阿寒からの帰り道に立ち寄ったアイスクリーム店でのことを気にしていたのだろう。

 今回の旅を通してわかったことだが、アヤは僕の妻のことに過剰に反応する。

 いや、こんな関係だからであろう。僕だって、アヤの夫のことを気にしていないといえば嘘になる。

 アヤの思いや不安は、痛いほどわかった。

「もちろん、行ったことない」アヤが安心できるなら、何度でも言おう。「さっきも言ったように、ひとりでは来たことがあるけど、嫁さんはもちろん、他の誰とも行ったことないよ」

「よかった…」

 アヤは心底安心したように、ホッと息をつく。

「じゃあ、行ってみる?」

「うん」

 僕は小樽へと続く札樽自動車道に向かうように、カーナビを入力し直した。


 確かに降雪の勢いは先ほどまでより強まっている。

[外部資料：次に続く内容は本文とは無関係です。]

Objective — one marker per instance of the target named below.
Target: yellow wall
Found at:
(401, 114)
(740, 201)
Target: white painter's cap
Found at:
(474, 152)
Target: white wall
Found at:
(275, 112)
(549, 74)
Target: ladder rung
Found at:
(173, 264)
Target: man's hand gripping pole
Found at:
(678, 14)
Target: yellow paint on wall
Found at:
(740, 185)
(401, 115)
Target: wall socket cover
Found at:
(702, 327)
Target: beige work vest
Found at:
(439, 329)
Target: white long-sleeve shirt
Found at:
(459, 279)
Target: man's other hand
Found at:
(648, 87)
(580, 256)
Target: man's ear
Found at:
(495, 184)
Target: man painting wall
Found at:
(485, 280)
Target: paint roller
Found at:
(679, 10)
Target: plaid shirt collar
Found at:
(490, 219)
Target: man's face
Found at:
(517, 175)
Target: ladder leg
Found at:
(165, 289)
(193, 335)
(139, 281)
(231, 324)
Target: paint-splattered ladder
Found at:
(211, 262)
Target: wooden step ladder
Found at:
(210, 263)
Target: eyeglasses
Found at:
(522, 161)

積雪も厚みを増し、タイヤを通じて感じる雪の感触は、油断するとスリップしそうなくらいだ。

 それにしても、小樽まで目前という地点で札樽自動車道がまさか通行止めになるとは思わなかった。

 途端にみじめな気分が僕を襲う。

 とてつもない勇気と、危険を冒してまで遥々北海道まで会いに来てくれた愛しい人との限られた時間を、プラン建てミスのみならず天候にも邪魔をされるなんて。

 しかしこれ以上高速道路を走るわけにもいかず、僕は最寄りのインターチェンジで一般道へとハンドルを切った。

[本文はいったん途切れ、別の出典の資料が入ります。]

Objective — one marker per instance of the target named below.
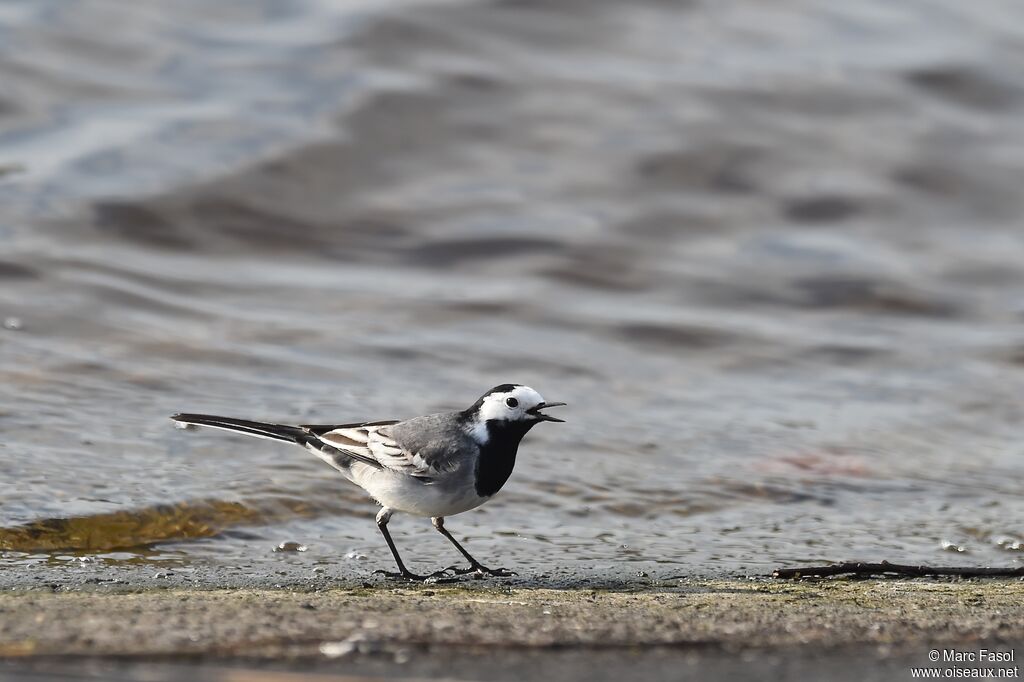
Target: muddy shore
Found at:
(475, 630)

「とりあえず小樽市内には入ったけど…どうしようか」土地勘のないアヤに聞いても仕方ないことはわかっていながらも、アヤに伺う。「千歳までもどる?」

「アヤはいいよ、一般道でも」そんな僕を包み込むように、アヤは言う。「のんびり行こうよ」


 小樽に近づくほどに深みを増す積雪に、キミは歓声をあげていたね。

 地元じゃめったに雪が降らない、降ってもこんなに積もらない、って。

 北海道に来る前から、キミは北海道の雪にあこがれていた。だからたくさんの雪を見せてあげたかった。

 僕がかつて惚れた、北海道の雪を。



 重ねて渋滞ときた。

 嫌なことは重なるものだ。

 僕は一向に進まない赤いテールランプの列に心の中で悪態をつく。

「なかなか進まないね」

 アヤは明るく言う。しかし今までとは違い、疲労の色は隠せない。

「そうだね…札樽道が通行止めになったから、車が全部こっちに流れてきたんだろうね」

 僕は焦っていた。

 車がなかなか進まない苛立ち、それもあったが、アヤを振り回してしまっているのではないか、そんな不安。

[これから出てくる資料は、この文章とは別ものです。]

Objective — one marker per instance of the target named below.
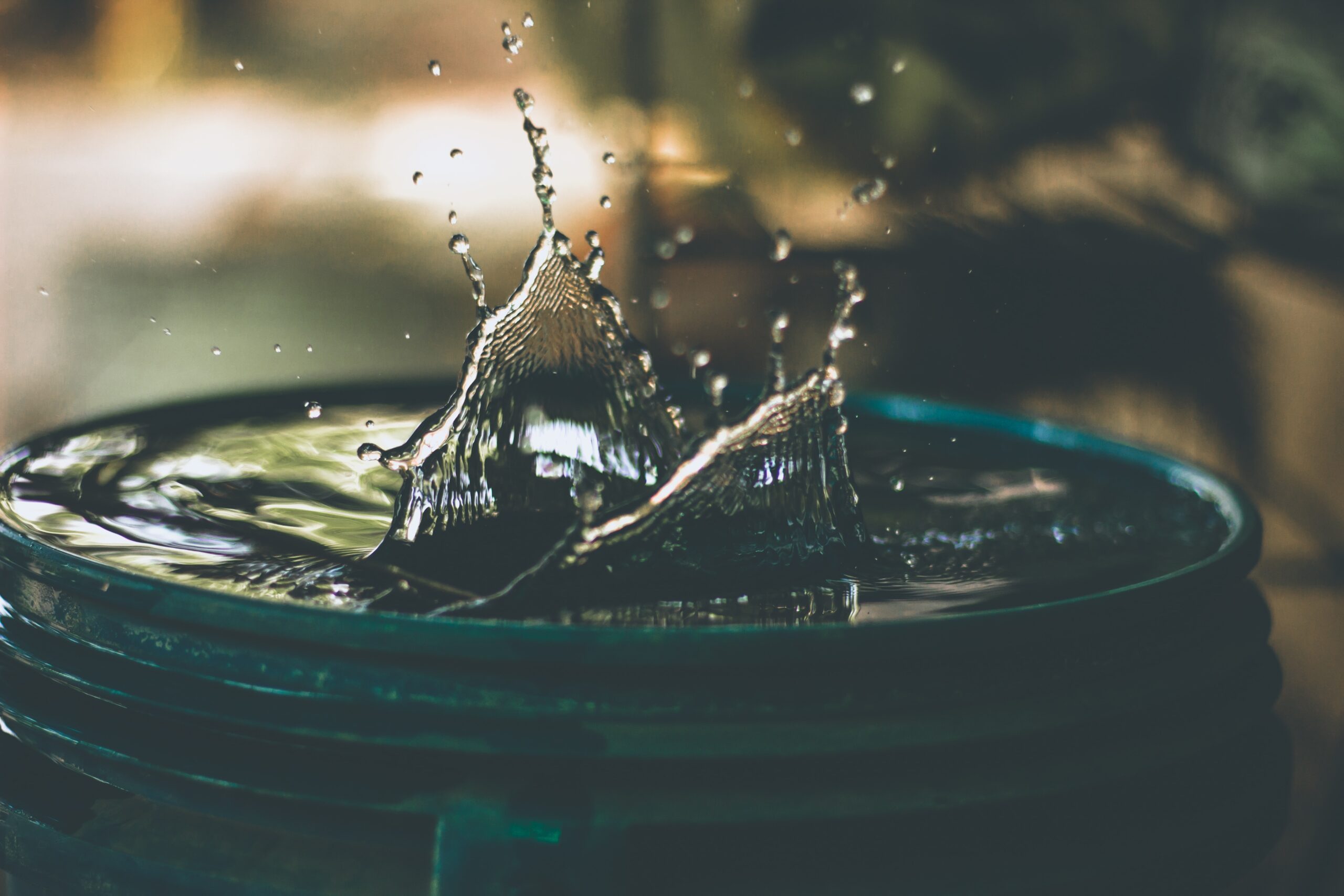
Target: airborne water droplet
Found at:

 僕に会うこととともに、北海道にくること自体を楽しみにしていたアヤ。だからこそ僕は、アヤと一緒にいることができる限られた時間の中で、アヤに「たくさんの北海道」を見せてあげたかった。

 僕が惚れた北海道を。

 しかしそれは僕のわがままかもしれない。

 慣れない土地で、電話やメールでずっと連絡を取り合っていたとはいえ、「初対面」の僕と四六時中一緒にいることは、少なからず身も心も疲れさすだろう。

「アヤ、おなかすいちゃった」アヤは腹部をさすりながら、えへへと恥ずかしそうに言う。「ごめんね、食い意地はってて」

「そんなことないよ」僕はアヤの方へ視線をやる。幸か不幸か、車は動かない。「僕もおなかすいてきた。運河まで行く前にどこかでご飯食べていこう」

 僕はナビを操作し、この道の先に何か食事ができそうなところがないか検索を始める。

「なんだかゴメンね」

アヤが不安そうな声で僕の手を握る。

「何が?」

「なんだか嫌われちゃいそうで…」

 その声は今までに聞いたことがないくらいにか細く、どこか申し訳なさそうだった。

 一方の僕はというと、アヤがなぜそんなことを思うのか不思議だった。僕の無計画さや不運を責められこそはすれど、僕がアヤに対して不満を持つ要素はない。

「どうしてそんなこと思ったの?」

「だって…コウジは一生懸命運転してくれてるのに隣で〝おなかすいた〟なんてワガママ言っちゃって…。言ってからなんだか恥ずかしいし、申し訳ないし。それに…」

「それに…?」

 アヤは言ってから口元をもごもごさせている。まるで言っていいことなのかどうか迷っているようだった。

「それに…なんだかコウジ、怒ってない?」

 意を決して出た彼女のその言葉に僕は虚を突かれた。

「だって、さっきから時々黙っちゃって…なんだか怖いよ」

「え?」そんなつもりはなかったのだが。「そんなに怖い顔してたかな」

「ううん、違うの」アヤは頭を振った。「静かな時間が怖くて…コウジは絶対そんなことは言わないけど、実は内心アヤのことあきれてるんじゃないか、とか、嫌な女だな、とか思ってるんじゃないかって…」

「そんなこと思ってないよ」僕は慌てて否定した。「むしろびっくりしたよ、アヤがそんな風に不安に思ってるだなんて」

「だって…」そう言ってうつむくアヤ。「…ほんの少しだけだったとしても、嫌われたくない。マイナスに思われたくない」

 その言葉を聞いた僕は、思わず車をどこかに止めてアヤを抱きしめたくなるくらいに胸が締めつけられた。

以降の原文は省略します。